A feeling shared by the aptly named Brazilian swimmer Andre Brasil. The man with 14 Paralympic medals in fifteen years spent breathing in chlorinated water was brutally ejected from the Paralympic categories. Its handicap classification, until then at 285, the upper border of the S10, has been revised to 286. “In my case, it’s S10 or nothing. I have a disability, but I cannot swim against other disabled people, and not against able-bodied at the Olympics. I’m in the gray area between Paralympism and Olympism! “

In question, a classification of a muscle passed from 2 to 3 points by an examiner, who put an abrupt end to his dreams of the Games. His team may have published an article in a specialized journal (in English) pointing to the too great margin of interpretation of the classifiers, nothing helped. “It’s like my career has been erased!” chokes the Brazilian, who has decided not to wear his Paralympic medals around his neck until he is restored to his rights. Watch the 100-meter freestyle final in Rio, all the athletes hit the wall almost at the same time. Where was the problem? ”

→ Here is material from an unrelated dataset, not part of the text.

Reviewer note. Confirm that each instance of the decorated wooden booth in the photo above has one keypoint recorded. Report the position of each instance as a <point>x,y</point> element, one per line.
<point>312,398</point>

Rest assured, the classification system is not set in stone. “We are heading towards more and more scientific examinations, slides Jean-Michel Westelynck. Researchers are working on a way to measure the body’s resistance in water using computer models, to leave less room for interpretation. But there will always be some form of injustice. “CSome athletes even find that the Paralympic spirit was lost on the way with this medal race between countries. Like British athlete Bethany Woodward, who returned a medal obtained on a relay, after discovering that one of her teammates had been classified very generously.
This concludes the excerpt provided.